Editorial: Work Service grading system changes for the better

Junior+Nina+Vo+cleans+the+student+lounge+for+work+service.

Gina Nguyen

Junior Nina Vo cleans the student lounge for work service.

Editorial Staff, The Vision

The endless memories we make here often supersede the stressful days and sleepless nights. That’s why we as students feel the need to give back to our school, whether in donating after we’re long gone or doing simple deeds while we’re still here. However, assigning a numerical grade to janitorial services is outright diminishing to students’ willingness to give back to the school.

Recently, the grading system changed and became pass/fail. This was a step in the perfect direction for the student body because a pass/fail work service is less ambiguous than the highly subjective previous system.

All MSMS students are required to complete a certain amount of work service periods every nine-weeks. Most students have to do things such as clean bathrooms, hallways, labs, etc. The work service advisers can grade students one of four choices: (in order from highest grade to lowest) Outstanding (O), Satisfactory (S), Needs Improvement (NI) and Unsatisfactory (U).

Work service plays a huge part in which privilege plan we receive, which is testing being that the system is highly unfair for students who have different advisers. Some students could get away with half-doing work service and get an O while others receive an S or NI for their best work because their adviser may be bit more strict.

Advisers are now  more likely to be consistent with one another because, as we all know, it’s easier to mark pass or fail decision rather than grading students’ free labor based on a system that does not have a definitive grading rubric listing all of the criteria.

We as students need consistency and structure just like any faculty or staff member.
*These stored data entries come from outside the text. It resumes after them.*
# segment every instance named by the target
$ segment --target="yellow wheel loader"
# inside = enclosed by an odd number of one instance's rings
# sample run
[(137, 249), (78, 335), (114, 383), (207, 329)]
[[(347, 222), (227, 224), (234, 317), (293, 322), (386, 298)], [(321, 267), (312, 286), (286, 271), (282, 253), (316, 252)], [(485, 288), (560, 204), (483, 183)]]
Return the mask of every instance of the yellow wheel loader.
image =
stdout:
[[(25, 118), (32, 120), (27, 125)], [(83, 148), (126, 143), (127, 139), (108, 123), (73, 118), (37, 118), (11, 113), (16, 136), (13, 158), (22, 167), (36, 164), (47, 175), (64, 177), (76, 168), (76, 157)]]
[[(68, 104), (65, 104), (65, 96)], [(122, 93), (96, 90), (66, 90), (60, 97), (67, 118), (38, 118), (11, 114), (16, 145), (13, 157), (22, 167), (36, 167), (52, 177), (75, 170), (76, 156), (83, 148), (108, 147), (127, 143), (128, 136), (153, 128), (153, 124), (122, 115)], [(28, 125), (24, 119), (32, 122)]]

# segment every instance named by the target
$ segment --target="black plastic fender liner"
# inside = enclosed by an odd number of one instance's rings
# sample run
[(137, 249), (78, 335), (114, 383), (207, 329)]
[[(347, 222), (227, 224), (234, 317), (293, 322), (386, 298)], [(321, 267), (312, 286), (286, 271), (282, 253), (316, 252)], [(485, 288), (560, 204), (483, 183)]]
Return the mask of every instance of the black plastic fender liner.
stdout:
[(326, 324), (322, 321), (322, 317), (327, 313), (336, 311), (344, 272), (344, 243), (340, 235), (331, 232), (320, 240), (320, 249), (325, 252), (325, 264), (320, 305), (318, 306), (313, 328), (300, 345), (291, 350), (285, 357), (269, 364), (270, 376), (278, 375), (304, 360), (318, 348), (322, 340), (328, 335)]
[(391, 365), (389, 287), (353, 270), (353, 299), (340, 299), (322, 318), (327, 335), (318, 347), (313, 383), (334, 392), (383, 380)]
We need to be able to predict the privilege plan that we could possibly obtain. We need to be able to know what to expect as a work service grade when we have done everything to best of our ability to do our duty as students.

Most of all, we need choices and options–a voice. We understand the reasoning behind the work service duties for the most part, and this step towards meeting us in the middle with our wants and dislikes with the work service system shows that administration has started to hear that voice that has been muffled for so long.

With the new grading system, work service does not have to be an everyday worry for students anymore. We can now somewhat appreciate it as an integral aspect in the MSMS experience that teaches responsibility and accountability, thus adding it to the list of endless memories.